On the 20th of September I crossed the Phatu pass, stated by Moorcroft to be 14,000 feet above the sea, but which Major Cunningham has ascertained to be only about 13,500 feet. The discrepancy is probably owing to some error in Moorcroft's manuscripts, from which the elevations given in his work were calculated by Professor Wilson. In the neighbourhood of Lama-Yuru lacustrine clay occurs in great abundance, and the ascent to the summit of this pass was gentle, up a gravelly valley, which was full of alluvium, almost to the very summit. The pass did not nearly attain the elevation requisite for alpine vegetation, still the flora was a good deal altered; two large-flowered thistles, Caragana versicolor, and several species of Umbelliferæ were observed, none of which had occurred in the hills to the north of the Indus; the prickly Statice was also common, but the Chenopodiaceæ of the Indus valley had entirely disappeared. The descent along the Kanji river to Karbu, at which I encamped, was long and gradual, down a wide valley skirted by gently sloping hills, which, at some distance on the left, rose into high mountains, but on the right attained only a moderate elevation, the Indus being at no great distance. Alluvium occurred throughout the descent, latterly indurated into a coarse conglomerate.

NAMIKA PASS.
September, 1848.

From Karbu I marched on the 21st to Molbil, crossing the Namika pass. The previous night had been very threatening, with violent wind, and at daybreak all the hills around were covered with snow; it was still snowing slightly, but none lay in the valley, and before nine o'clock it cleared, and the remainder of the forenoon was tolerably fine. For two miles I followed the banks of the Kanji river; afterwards the road turned to the left to ascend a clayey valley, to the rounded summit of a ridge separating that river from the Pashkyum on the left. The pass has been determined by Major Cunningham, who crossed it in October, 1847, to be 12,900 feet above the sea. The descent was long, but not rapid after the first mile. The upper part was desert, but lower down villages were frequent and cultivation extensive. At first the rocks were clay-slate, but these were replaced in the lower part by a hard limestone; alluvium was everywhere plentiful, forming, near Molbil, table-topped platforms of indurated conglomerate, horizontally stratified, and faced towards the stream by scarped cliffs. The afternoon was again stormy, and a good deal of rain fell during the night.

PASHKYUM.
September, 1848.

Next day I made a long march to Pashkyum, following the course of the river of that name. The descent was very gradual, and the road varied much in character, the valley being sometimes open, at other times narrow and rocky. The villages increased in numbers as the elevation diminished, and latterly for several miles cultivation was continuous. Pashkyum is not more than 8600 feet above the sea, and accordingly the season was much less advanced than it had been three and four thousand feet higher, the weather being much milder, and the summer heat no doubt much more considerable than in the neighbourhood of Le. The crops had long been cut, except the buckwheat, the fields of which were however quite ripe; the plants were being plucked up by the roots and laid down separately in the fields to dry, previous to removal to the threshing-floor.
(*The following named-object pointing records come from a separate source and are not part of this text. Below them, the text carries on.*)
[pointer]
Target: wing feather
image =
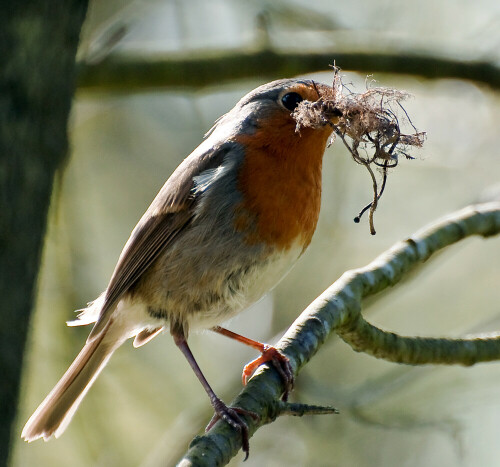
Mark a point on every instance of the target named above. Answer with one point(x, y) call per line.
point(168, 215)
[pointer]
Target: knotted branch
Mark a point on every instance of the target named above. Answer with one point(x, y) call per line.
point(338, 310)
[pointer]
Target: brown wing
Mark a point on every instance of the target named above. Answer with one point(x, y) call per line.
point(169, 214)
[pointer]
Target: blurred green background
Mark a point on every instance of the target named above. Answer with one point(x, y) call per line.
point(147, 405)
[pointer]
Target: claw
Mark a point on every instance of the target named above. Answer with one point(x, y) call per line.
point(231, 415)
point(280, 362)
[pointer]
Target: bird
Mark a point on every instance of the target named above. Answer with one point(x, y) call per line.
point(226, 226)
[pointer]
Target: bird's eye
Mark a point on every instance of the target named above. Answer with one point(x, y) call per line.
point(291, 100)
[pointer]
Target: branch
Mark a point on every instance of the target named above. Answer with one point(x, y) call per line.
point(338, 309)
point(119, 72)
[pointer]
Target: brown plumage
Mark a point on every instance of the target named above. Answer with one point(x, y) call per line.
point(224, 229)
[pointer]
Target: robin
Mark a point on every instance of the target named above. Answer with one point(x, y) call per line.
point(224, 229)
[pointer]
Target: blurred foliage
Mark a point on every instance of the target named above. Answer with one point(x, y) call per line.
point(147, 404)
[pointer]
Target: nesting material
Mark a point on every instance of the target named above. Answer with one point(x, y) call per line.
point(368, 124)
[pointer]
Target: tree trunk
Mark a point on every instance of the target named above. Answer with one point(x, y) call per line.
point(38, 42)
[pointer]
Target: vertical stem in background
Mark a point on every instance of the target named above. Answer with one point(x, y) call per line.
point(38, 43)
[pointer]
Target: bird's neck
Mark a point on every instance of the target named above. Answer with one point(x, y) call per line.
point(281, 187)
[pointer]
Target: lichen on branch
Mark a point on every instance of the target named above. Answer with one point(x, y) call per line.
point(338, 310)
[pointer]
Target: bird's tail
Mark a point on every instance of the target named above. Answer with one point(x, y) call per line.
point(55, 412)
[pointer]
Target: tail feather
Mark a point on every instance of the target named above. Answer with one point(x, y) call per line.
point(55, 412)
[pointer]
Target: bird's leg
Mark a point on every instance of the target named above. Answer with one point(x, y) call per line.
point(268, 354)
point(230, 415)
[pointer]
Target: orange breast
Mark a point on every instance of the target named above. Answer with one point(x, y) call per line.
point(281, 182)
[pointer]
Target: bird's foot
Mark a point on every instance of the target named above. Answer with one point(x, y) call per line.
point(280, 362)
point(231, 415)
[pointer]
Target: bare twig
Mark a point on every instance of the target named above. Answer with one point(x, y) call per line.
point(338, 310)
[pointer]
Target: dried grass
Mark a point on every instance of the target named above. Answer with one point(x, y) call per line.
point(368, 124)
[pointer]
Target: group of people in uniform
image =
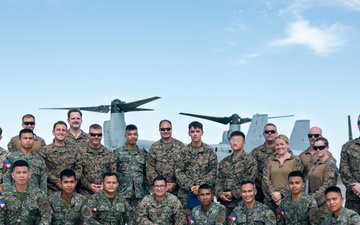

A remarkable change had taken place in the appearance of the country during this day's journey. The banks of the river were frequently shaded with immense willows, and the trees of the cultivated lands were numerous and of great size. Many new forms of plants were also seen, though the general character of the flora was unaltered. Shrubby Artemisiæ were extremely plentiful, and the Perowskia, Ballota, Echinops, and Iris of the Indus valley were very abundant. The new plants were all species of Kashmir or Iskardo, such as Verbascum Thapsus, Lappa, Valeriana, Swertia, and Gentiana Moorcroftiana. Trifolium repens and fragiferum grew in the pastures close to the river, and tropical species of Setaria and Amaranthus were common weeds in the corn-fields.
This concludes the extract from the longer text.